Salamanders and the Great Flood of 1993


One of my first projects upon arriving at SIUE was to survey Horseshoe Lake State Conservation Area in far southern Illinois for the presence of salamanders in the genus Ambystoma. This area protects a fragment of cypress swamp forest that has been undisturbed for almost 200 years, and that was previously well known as a site of high salamander diversity. In 1989, Jeff Parmelee surveyed salamanders at this site as part of his Master's work at Illinois State University; he recorded over 300 unique individuals in four different species in a relatively small fraction of the reserve.

Then in July 1993, the levee at Miller City (approximately 1 mile from the nature preserve) was breeched by record flood waters from the Mississippi River.

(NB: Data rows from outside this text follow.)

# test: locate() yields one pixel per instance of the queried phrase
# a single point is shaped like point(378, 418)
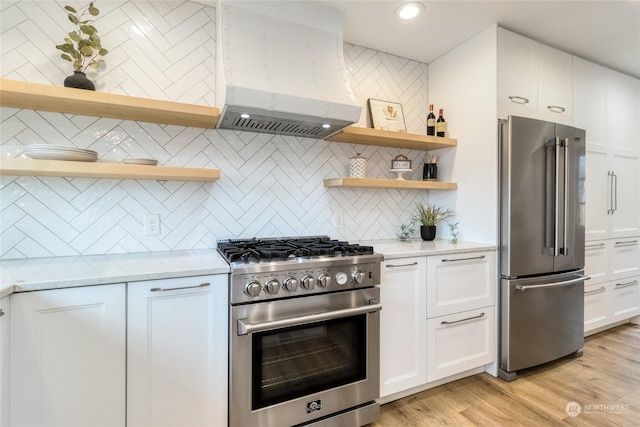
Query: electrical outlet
point(151, 224)
point(338, 219)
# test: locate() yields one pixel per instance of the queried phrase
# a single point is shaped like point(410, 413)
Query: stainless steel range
point(304, 332)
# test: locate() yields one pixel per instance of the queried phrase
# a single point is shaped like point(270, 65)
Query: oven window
point(301, 360)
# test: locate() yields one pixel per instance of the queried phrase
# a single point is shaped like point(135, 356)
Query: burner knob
point(308, 282)
point(272, 287)
point(324, 280)
point(252, 288)
point(358, 277)
point(291, 284)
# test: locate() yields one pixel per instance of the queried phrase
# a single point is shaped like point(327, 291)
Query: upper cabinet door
point(517, 69)
point(590, 100)
point(554, 81)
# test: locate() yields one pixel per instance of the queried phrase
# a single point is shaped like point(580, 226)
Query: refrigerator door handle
point(556, 207)
point(564, 250)
point(553, 285)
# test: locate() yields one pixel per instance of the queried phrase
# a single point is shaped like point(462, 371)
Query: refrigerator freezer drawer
point(542, 320)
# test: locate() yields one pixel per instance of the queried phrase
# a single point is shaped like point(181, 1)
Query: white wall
point(463, 83)
point(270, 185)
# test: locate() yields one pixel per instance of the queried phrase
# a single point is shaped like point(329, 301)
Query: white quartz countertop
point(395, 249)
point(22, 275)
point(34, 274)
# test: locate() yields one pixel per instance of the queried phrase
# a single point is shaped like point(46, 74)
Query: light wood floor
point(607, 374)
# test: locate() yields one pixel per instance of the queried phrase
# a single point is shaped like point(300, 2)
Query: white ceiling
point(604, 31)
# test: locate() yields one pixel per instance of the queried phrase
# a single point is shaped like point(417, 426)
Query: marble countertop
point(22, 275)
point(33, 274)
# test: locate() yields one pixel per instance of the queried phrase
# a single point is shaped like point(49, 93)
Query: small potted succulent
point(428, 217)
point(82, 47)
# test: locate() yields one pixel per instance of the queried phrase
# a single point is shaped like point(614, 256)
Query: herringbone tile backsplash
point(270, 185)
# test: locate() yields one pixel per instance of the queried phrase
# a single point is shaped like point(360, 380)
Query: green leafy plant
point(430, 215)
point(406, 231)
point(82, 47)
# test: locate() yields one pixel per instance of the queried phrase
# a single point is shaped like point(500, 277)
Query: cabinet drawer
point(596, 306)
point(459, 342)
point(596, 261)
point(625, 258)
point(625, 298)
point(460, 282)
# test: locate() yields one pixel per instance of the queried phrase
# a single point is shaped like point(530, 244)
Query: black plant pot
point(79, 80)
point(428, 232)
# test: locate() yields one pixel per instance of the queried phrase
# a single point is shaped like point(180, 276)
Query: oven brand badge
point(314, 406)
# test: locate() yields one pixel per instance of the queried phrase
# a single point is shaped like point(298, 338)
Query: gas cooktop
point(286, 248)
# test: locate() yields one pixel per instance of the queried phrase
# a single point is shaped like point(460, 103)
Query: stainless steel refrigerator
point(542, 196)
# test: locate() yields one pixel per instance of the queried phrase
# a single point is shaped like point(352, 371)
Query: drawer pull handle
point(445, 322)
point(201, 285)
point(624, 285)
point(597, 245)
point(463, 259)
point(519, 99)
point(401, 265)
point(555, 108)
point(628, 242)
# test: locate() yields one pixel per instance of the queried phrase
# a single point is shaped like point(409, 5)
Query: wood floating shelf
point(385, 138)
point(389, 183)
point(36, 96)
point(60, 168)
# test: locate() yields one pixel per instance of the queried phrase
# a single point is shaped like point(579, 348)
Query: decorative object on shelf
point(82, 48)
point(407, 230)
point(400, 165)
point(430, 169)
point(453, 232)
point(428, 217)
point(60, 152)
point(386, 115)
point(358, 166)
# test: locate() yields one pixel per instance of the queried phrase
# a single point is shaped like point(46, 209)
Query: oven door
point(302, 359)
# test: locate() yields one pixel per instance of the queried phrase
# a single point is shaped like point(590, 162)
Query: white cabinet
point(403, 325)
point(460, 342)
point(609, 107)
point(177, 351)
point(4, 361)
point(612, 293)
point(461, 329)
point(68, 357)
point(534, 80)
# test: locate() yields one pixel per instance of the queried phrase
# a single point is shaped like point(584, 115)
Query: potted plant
point(428, 217)
point(82, 48)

Flood waters swept back to the north into HLSCA and covered the reserve to a depth of several feet for several weeks. When we surveyed the site from 1998 through 2002, we found very few of only three species of salamanders, suggesting that a large fraction of salamander populations had perished in 1993.

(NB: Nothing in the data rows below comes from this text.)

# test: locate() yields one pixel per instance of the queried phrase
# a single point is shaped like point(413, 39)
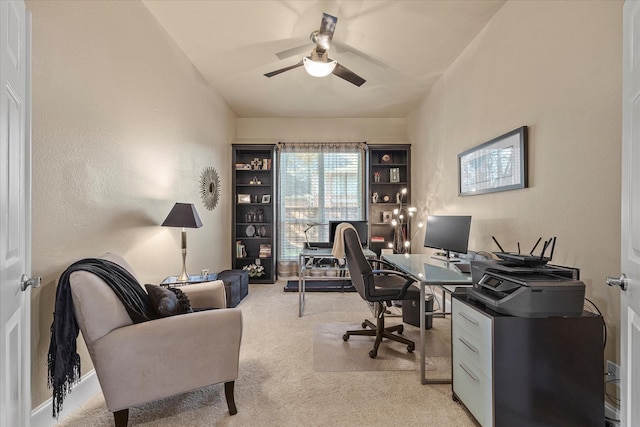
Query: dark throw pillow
point(168, 301)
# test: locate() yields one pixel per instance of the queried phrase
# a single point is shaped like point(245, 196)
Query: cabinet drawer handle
point(467, 318)
point(473, 377)
point(468, 345)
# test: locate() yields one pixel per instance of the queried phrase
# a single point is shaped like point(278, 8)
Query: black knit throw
point(63, 360)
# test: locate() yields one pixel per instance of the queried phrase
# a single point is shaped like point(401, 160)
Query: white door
point(630, 239)
point(15, 213)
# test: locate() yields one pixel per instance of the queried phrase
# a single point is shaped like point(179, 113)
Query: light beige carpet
point(332, 354)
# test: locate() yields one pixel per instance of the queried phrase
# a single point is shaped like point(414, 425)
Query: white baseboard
point(83, 391)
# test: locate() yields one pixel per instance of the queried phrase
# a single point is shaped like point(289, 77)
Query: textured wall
point(555, 67)
point(123, 125)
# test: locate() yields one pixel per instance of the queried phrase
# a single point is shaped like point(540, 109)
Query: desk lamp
point(183, 215)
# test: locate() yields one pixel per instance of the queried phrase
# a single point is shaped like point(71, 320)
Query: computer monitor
point(362, 227)
point(448, 233)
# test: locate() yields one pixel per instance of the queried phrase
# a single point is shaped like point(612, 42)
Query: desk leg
point(423, 376)
point(301, 284)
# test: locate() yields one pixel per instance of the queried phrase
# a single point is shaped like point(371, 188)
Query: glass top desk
point(308, 257)
point(429, 272)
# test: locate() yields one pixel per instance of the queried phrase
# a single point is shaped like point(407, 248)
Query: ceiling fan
point(318, 63)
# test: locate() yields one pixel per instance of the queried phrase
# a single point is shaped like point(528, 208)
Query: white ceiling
point(400, 47)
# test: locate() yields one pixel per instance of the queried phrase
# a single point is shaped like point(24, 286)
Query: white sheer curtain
point(319, 182)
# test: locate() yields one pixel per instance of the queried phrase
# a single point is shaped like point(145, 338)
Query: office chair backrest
point(357, 263)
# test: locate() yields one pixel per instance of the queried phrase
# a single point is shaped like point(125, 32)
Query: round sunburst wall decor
point(209, 187)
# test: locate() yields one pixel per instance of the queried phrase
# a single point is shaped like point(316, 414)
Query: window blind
point(319, 182)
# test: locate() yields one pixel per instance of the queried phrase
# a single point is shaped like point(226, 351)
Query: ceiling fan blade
point(284, 54)
point(282, 70)
point(325, 34)
point(345, 73)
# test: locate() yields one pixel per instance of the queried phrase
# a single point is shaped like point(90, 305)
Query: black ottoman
point(236, 285)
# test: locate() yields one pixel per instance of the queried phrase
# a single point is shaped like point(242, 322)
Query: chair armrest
point(148, 361)
point(383, 263)
point(206, 294)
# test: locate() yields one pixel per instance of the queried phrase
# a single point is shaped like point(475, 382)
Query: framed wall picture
point(496, 165)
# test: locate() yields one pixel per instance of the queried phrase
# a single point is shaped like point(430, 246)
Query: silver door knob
point(26, 281)
point(619, 281)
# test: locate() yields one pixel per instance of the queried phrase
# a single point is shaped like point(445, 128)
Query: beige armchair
point(144, 362)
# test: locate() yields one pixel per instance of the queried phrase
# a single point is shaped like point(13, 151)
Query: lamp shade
point(317, 68)
point(183, 215)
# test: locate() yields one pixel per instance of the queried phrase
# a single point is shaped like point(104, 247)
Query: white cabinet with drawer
point(514, 371)
point(471, 353)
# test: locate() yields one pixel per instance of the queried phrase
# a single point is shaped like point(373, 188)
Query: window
point(319, 182)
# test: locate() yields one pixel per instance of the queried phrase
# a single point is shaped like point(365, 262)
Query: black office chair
point(377, 287)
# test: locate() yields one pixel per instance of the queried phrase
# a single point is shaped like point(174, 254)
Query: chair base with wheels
point(381, 331)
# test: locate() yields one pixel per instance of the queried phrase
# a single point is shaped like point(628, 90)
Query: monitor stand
point(447, 257)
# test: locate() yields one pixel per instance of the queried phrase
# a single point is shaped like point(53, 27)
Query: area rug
point(332, 354)
point(321, 286)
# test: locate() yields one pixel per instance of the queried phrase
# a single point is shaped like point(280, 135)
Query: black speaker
point(411, 312)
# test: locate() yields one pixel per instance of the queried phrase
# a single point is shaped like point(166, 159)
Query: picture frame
point(394, 175)
point(496, 165)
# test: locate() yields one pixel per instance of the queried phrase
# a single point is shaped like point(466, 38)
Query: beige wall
point(123, 125)
point(555, 67)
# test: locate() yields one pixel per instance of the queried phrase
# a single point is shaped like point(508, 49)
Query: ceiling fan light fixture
point(318, 68)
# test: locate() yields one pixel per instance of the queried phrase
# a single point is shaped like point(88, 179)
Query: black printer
point(527, 289)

HLSCA represents a unique habitat type in Illinois, with large cypress trees growing in portions of the main lake.

Patty Herman and Josh Badasch, my first two graduate students, are shown here collecting zooplankton samples from one of the many ponds in the preserve, an effort to evaluate availability of prey items for larval salamanders.

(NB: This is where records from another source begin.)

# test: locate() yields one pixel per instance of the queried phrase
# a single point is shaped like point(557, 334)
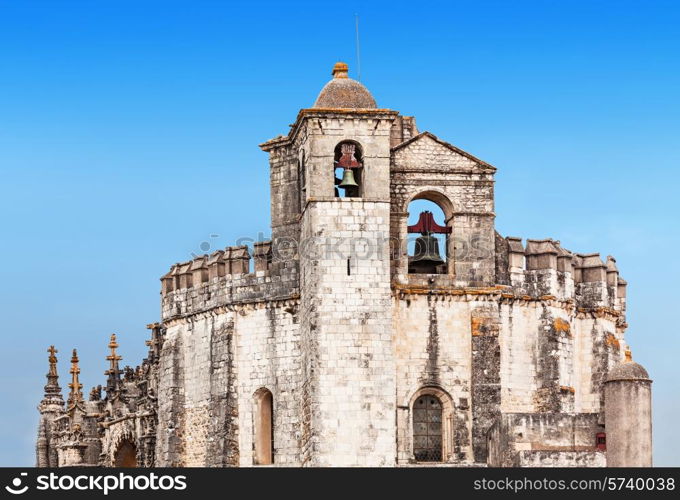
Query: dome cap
point(343, 92)
point(628, 370)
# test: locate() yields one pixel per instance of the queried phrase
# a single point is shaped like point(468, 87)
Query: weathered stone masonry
point(320, 348)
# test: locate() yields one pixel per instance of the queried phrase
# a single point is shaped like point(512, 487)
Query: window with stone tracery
point(427, 429)
point(263, 428)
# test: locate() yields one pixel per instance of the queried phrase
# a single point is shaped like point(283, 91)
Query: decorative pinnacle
point(52, 388)
point(76, 395)
point(340, 70)
point(113, 372)
point(113, 358)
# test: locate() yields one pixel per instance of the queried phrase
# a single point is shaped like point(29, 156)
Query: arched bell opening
point(348, 170)
point(125, 455)
point(428, 238)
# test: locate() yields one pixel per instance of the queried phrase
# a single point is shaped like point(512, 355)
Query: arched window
point(348, 170)
point(263, 439)
point(302, 182)
point(428, 238)
point(427, 428)
point(126, 455)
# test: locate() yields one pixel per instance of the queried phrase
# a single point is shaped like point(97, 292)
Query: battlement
point(544, 267)
point(224, 278)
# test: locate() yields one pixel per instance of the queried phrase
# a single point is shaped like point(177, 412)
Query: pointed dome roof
point(343, 92)
point(627, 370)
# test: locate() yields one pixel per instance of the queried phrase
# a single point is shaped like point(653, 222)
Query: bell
point(348, 179)
point(427, 251)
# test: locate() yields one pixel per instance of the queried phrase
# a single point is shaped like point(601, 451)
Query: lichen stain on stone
point(562, 326)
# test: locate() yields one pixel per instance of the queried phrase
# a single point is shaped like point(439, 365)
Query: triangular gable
point(436, 151)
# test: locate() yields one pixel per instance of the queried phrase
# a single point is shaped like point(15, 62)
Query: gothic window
point(348, 168)
point(264, 428)
point(427, 429)
point(302, 182)
point(429, 250)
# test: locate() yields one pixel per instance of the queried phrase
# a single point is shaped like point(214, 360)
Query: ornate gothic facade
point(340, 344)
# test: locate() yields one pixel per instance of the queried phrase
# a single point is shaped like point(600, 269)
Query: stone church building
point(339, 344)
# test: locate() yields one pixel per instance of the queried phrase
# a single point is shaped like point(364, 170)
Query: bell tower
point(342, 147)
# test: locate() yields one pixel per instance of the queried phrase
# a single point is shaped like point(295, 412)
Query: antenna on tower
point(356, 25)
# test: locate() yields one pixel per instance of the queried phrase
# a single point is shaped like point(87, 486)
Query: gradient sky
point(129, 133)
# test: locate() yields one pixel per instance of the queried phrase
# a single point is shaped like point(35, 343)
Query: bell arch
point(348, 169)
point(430, 424)
point(125, 454)
point(263, 427)
point(432, 250)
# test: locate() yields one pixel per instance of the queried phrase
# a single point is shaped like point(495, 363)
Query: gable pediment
point(426, 151)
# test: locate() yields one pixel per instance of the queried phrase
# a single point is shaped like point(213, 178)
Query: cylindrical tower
point(628, 415)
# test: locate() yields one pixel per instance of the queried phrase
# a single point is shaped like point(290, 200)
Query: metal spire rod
point(356, 24)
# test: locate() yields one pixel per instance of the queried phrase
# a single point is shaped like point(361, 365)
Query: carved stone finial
point(76, 395)
point(114, 371)
point(52, 388)
point(96, 393)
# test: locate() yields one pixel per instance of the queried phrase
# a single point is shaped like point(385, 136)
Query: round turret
point(628, 415)
point(343, 92)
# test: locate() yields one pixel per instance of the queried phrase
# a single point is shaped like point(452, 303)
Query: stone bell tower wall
point(345, 298)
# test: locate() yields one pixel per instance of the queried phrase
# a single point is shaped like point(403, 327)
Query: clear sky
point(129, 133)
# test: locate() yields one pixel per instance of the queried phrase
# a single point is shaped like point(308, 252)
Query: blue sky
point(129, 132)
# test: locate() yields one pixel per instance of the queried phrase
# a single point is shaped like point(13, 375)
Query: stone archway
point(442, 409)
point(263, 427)
point(125, 455)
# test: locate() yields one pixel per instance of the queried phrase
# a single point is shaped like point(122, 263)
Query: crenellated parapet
point(224, 278)
point(545, 268)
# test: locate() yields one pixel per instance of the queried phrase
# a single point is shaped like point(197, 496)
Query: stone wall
point(545, 440)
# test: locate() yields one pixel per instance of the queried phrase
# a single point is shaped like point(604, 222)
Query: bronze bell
point(427, 250)
point(426, 259)
point(348, 179)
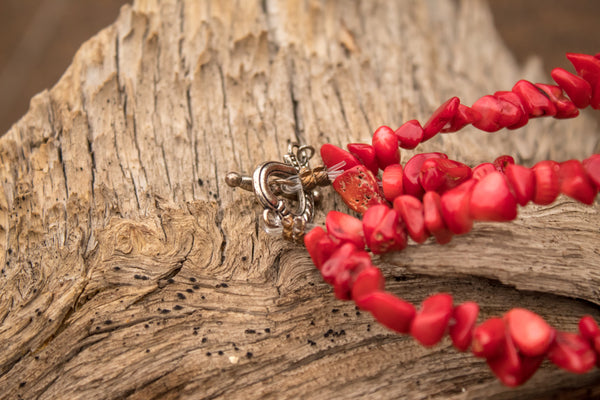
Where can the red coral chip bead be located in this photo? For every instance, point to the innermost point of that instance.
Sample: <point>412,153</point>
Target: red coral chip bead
<point>432,214</point>
<point>391,181</point>
<point>319,246</point>
<point>332,266</point>
<point>464,317</point>
<point>514,99</point>
<point>410,134</point>
<point>440,118</point>
<point>412,170</point>
<point>522,181</point>
<point>577,88</point>
<point>345,228</point>
<point>502,162</point>
<point>442,174</point>
<point>489,338</point>
<point>535,102</point>
<point>385,143</point>
<point>482,170</point>
<point>530,333</point>
<point>410,210</point>
<point>358,188</point>
<point>592,168</point>
<point>596,346</point>
<point>464,116</point>
<point>333,155</point>
<point>565,108</point>
<point>455,208</point>
<point>371,219</point>
<point>588,328</point>
<point>390,311</point>
<point>511,368</point>
<point>588,67</point>
<point>496,113</point>
<point>388,233</point>
<point>492,200</point>
<point>547,186</point>
<point>575,183</point>
<point>572,353</point>
<point>347,273</point>
<point>365,153</point>
<point>368,281</point>
<point>430,323</point>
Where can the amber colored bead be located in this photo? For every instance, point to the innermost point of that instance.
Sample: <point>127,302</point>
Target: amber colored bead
<point>365,153</point>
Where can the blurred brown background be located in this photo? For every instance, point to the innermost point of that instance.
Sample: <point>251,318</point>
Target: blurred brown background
<point>38,38</point>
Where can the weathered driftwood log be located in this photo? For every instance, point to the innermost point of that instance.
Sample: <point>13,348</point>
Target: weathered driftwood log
<point>130,270</point>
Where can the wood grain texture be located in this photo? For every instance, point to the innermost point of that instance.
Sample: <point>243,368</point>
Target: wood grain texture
<point>130,270</point>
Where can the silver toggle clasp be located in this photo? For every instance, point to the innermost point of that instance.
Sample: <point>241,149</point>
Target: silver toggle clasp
<point>287,200</point>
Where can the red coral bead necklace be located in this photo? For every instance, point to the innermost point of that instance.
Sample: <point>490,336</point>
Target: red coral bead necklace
<point>434,196</point>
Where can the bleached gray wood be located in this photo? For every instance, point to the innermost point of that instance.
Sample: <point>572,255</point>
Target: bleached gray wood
<point>130,270</point>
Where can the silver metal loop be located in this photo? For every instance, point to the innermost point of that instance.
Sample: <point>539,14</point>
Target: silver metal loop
<point>281,193</point>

In addition to searching for terrestrial adults, the focus of Parmelee's study, we also searched aquatic sites for salamander embryos and larvae.

Cypress tress also grow in the interior forest, where large cypress knees punctuate the forest floor.

While fall, winter and spring present typically decent weather for field work at HLSCA, summer can be extremely hot and humid, with mosquitos seemingly capable of carrying a human away. Here, Josh and I model the necessary head gear for surviving an August day (note the sweat on my shirt). As an added bonus, we are surrounded by head-high stinging nettle.